Après 5 cycles de traitement, la patiente a présenté des symptômes cliniques de douleurs lombaires irradiant vers le membre inférieur gauche, de sorte qu'une IRM et une scintigraphie osseuse ont été demandées, qui ont montré une activité ostéogénique accrue dans le massif trochantérien droit suggérant une lésion infiltrative d'origine tumorale.
Devant cette nouvelle progression osseuse, en mai 2013, une troisième ligne de chimiothérapie ECX (épirubicine, cisplatine, capécitabine) a été envisagée, en ajoutant de l'acide zolendronique par cycles tous les 21 jours. En outre, il a reçu une radiothérapie palliative sur le fémur droit (10 séances de 30 Gy).

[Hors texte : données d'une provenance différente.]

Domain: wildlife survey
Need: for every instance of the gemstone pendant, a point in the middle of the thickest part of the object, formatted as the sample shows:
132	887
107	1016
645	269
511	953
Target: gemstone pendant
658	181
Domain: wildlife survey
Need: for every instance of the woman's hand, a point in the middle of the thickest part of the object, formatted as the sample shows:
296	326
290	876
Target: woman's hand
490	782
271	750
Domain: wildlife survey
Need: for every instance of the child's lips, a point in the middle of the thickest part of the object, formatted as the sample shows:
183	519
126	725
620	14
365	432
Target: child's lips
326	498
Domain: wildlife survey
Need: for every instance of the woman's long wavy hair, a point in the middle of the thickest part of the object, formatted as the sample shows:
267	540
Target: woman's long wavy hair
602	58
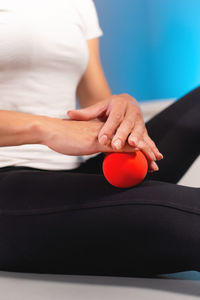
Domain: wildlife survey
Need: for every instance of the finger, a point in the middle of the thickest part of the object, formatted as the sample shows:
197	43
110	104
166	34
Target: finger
115	118
153	146
152	166
146	149
123	131
137	133
88	113
108	148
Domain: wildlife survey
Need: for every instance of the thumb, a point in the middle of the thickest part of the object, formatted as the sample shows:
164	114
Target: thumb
87	113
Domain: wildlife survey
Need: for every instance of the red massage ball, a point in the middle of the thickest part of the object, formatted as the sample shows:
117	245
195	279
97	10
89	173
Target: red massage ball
124	170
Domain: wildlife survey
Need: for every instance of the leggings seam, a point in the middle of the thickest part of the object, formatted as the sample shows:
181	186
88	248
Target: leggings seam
68	209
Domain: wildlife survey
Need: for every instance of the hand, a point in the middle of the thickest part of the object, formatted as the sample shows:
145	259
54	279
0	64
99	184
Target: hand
123	122
71	137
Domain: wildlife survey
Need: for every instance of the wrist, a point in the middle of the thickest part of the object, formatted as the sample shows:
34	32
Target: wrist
40	129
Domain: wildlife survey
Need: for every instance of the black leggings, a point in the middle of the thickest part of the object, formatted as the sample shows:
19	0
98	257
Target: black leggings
75	222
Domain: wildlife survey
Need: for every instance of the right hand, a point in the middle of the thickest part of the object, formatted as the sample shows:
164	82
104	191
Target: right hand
75	138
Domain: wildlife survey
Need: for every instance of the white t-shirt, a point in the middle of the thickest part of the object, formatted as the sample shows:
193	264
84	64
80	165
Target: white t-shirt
43	54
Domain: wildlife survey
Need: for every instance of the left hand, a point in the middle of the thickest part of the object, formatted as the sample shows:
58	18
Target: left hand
123	120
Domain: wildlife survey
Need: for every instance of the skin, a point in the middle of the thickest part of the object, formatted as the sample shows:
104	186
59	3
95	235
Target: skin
121	115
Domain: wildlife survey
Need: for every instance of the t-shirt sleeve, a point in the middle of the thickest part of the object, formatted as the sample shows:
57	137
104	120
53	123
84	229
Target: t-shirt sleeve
90	20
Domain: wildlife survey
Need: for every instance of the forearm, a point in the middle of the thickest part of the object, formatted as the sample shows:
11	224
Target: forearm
18	128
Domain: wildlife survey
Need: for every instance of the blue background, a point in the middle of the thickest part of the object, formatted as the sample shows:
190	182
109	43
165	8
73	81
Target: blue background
150	48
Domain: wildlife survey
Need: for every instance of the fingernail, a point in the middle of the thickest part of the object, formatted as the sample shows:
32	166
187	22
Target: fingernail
117	144
103	139
155	166
153	156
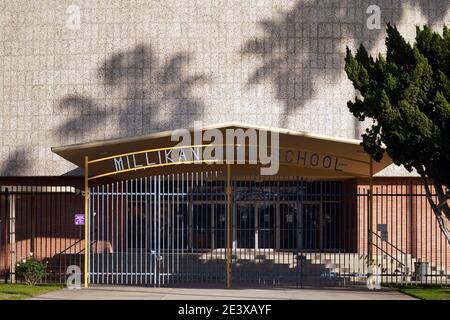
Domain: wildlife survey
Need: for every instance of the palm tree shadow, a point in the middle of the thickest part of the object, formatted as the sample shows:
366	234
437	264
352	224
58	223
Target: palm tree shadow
152	95
305	46
17	165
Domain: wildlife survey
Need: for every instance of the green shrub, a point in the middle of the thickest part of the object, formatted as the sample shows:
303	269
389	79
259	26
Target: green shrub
31	271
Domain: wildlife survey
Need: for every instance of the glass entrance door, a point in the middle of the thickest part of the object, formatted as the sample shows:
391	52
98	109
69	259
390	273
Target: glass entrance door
266	226
312	231
245	225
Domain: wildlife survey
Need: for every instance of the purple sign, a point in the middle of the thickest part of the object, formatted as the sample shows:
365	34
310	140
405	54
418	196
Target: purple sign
79	219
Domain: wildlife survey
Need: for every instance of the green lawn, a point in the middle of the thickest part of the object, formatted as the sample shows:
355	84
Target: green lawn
21	291
428	293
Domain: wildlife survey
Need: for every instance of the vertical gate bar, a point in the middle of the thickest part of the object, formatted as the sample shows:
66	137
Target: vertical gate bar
162	227
159	229
153	230
228	191
116	247
122	202
127	253
150	227
371	217
140	229
103	234
134	223
182	225
146	229
173	227
178	229
396	222
92	236
107	233
97	257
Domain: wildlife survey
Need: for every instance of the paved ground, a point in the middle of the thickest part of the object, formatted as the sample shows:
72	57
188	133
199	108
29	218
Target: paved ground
145	293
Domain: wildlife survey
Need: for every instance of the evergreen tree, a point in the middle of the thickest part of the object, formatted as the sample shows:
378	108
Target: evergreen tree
406	94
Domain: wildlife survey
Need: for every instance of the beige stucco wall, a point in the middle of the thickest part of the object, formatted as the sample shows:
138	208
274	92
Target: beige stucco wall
134	67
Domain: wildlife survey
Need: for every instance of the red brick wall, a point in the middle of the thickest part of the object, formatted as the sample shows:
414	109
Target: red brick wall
411	224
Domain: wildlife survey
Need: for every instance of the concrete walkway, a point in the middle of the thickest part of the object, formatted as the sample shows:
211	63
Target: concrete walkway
146	293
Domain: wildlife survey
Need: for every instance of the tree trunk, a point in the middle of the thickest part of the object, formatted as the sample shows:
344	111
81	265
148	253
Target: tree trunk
440	210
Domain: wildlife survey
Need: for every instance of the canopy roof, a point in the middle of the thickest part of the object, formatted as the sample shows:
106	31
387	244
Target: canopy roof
300	154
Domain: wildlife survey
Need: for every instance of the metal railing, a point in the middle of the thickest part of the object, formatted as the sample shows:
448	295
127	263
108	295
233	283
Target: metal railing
170	230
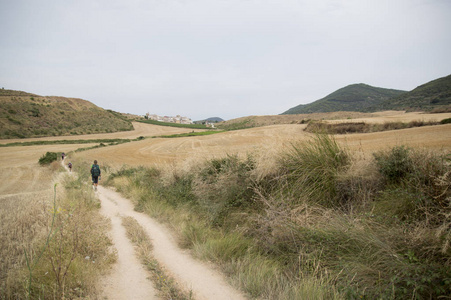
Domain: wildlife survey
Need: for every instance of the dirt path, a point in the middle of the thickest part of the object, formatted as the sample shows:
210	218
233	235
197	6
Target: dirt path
203	281
128	279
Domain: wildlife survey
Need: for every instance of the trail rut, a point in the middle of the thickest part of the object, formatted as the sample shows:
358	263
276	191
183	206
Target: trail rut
201	279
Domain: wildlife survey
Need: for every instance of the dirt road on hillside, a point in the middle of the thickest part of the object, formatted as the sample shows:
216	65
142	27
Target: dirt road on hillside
128	279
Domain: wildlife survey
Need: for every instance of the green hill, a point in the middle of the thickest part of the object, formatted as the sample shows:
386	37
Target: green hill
356	97
25	115
432	95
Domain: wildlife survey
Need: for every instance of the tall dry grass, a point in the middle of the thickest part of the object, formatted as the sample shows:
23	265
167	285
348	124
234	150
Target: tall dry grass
166	285
55	245
321	223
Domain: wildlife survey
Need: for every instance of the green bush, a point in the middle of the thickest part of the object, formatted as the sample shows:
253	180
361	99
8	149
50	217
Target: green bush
48	158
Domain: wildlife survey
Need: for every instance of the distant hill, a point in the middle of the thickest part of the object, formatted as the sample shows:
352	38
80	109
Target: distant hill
432	95
356	97
210	120
24	115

Le patient a bénéficié d'un bon contrôle de la douleur avec du fentanyl transdermique 75 mcg et d'un traitement de secours avec du fentanyl 100 mcg ou des comprimés distribuables.
Après 3 cycles d'ECX (en juillet 2013), le patient a présenté une toxicité rénale avec une créatinine de 2,89 et une AC Cr de 30 ml/min, il a donc été décidé d'arrêter le traitement et il a été référé pour la mise en place d'un stent en raison de signes cliniques de resténose.
Le patient présentait un mauvais état général progressif, avec un ECOG 2-3 et une anorexie avec une perte de poids significative, et n'était pas un candidat pour une nouvelle ligne de traitement, donc, en accord avec le patient et la famille, il a été suivi par l'unité de soins palliatifs, et est décédé après 2 mois.